What Republicans really stand for

This is important, because it gets at the actual argument, writ large, that Republicans are making right now. Republicans really are telling voters that they should elect a GOP Senate not because of the constructive steps it will take to address the coronavirus or economic crises, but instead to prevent the radical left from destroying America.

The health care issue illustrates this perfectly. The GOP super PAC ad above, and another one from Perdue, claim that Democratic control of the Senate means Biden will implement “expensive government-run health care” and take away people’s private insurance.

That’s nonsense, because Biden, of course, ran against Medicare-for-all in the primaries. Yes, he would dramatically expand the Affordable Care Act. Yet even as Republicans attack this as scary socialism, what are they offering?

Shockingly, it turns out Perdue has voted to wipe away the ACA. Perdue tried to obscure this by running ads last fall claiming to support protections for preexisting conditions, but they’re baloney. That Republicans are running ads attacking expanded government health care as socialism while offering nothing serious of their own amid a pandemic says it all.

The fact that this party has nothing to offer in the face of these crises, of course, is why Senate Republicans are finally gravitating toward a new coronavirus relief package. But it’s far too little. It comes after they resisted stimulus payments and unemployment assistance for months.

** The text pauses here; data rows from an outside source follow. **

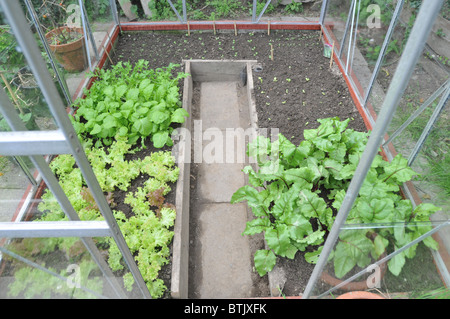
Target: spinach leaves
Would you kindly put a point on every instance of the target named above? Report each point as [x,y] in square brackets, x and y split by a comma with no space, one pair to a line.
[297,190]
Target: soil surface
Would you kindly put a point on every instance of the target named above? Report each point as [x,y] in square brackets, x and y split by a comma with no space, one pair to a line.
[292,90]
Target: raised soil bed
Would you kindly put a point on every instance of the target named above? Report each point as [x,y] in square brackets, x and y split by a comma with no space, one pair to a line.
[291,91]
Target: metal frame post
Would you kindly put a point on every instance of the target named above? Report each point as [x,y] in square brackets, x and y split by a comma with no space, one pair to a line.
[347,25]
[27,43]
[323,11]
[408,60]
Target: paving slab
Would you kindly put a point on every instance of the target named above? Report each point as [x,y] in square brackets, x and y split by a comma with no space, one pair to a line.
[219,107]
[218,182]
[226,266]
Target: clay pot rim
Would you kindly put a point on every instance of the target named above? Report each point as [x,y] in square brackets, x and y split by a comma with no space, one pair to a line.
[360,295]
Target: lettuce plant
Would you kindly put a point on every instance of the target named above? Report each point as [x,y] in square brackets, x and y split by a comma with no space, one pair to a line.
[297,190]
[135,102]
[149,231]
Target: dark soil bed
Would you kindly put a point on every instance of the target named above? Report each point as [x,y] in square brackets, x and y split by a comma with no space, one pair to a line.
[292,91]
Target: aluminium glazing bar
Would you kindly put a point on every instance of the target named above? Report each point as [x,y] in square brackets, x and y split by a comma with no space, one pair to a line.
[176,11]
[115,14]
[408,60]
[417,112]
[26,41]
[323,11]
[184,11]
[86,36]
[386,258]
[88,28]
[347,26]
[426,131]
[54,229]
[351,37]
[263,10]
[35,143]
[384,46]
[255,2]
[356,33]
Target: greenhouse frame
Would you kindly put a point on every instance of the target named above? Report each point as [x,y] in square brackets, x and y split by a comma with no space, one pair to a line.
[28,151]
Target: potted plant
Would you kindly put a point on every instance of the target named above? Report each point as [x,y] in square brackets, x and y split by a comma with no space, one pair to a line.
[65,38]
[296,192]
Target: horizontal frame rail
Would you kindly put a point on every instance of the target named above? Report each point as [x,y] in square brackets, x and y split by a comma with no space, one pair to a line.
[55,229]
[25,143]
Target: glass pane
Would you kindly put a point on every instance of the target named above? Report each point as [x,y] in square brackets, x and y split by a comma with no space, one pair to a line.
[56,268]
[15,176]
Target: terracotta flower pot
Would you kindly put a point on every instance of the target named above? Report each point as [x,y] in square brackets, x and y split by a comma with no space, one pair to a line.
[72,56]
[360,295]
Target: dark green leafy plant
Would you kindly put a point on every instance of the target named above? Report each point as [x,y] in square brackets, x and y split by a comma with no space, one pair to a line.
[135,102]
[297,190]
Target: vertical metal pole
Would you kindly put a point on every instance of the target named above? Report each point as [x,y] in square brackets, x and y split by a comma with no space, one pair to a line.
[176,11]
[408,60]
[351,38]
[26,41]
[86,41]
[419,111]
[184,11]
[347,25]
[426,132]
[386,41]
[263,10]
[323,11]
[356,33]
[88,29]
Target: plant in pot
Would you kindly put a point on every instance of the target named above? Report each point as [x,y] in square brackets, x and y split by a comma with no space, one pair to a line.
[296,191]
[65,38]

And it also comes as McConnell has privately admitted Perdue and Loeffler are getting killed on the issue. All of which demonstrates that GOP control of the Senate surely means nothing serious in the way of more assistance next year.

Still, Republicans plainly have a plan to obscure this, too. If this limited deal does pass, it’s likely they’ll abruptly pivot to an affirmative economic message, suddenly extolling all they’re doing for the recovery.

“Republicans are running as a check on socialism, without offering any alternative,” Democratic strategist Simon Rosenberg tells me. “But it’s clear that once McConnell gets a deal done, they’ll close on free enterprise, opportunity, and recovery. Democrats should anticipate that and challenge it forcefully.”

Yes, they should. And one has to hope that Georgia voters won’t fall for the con.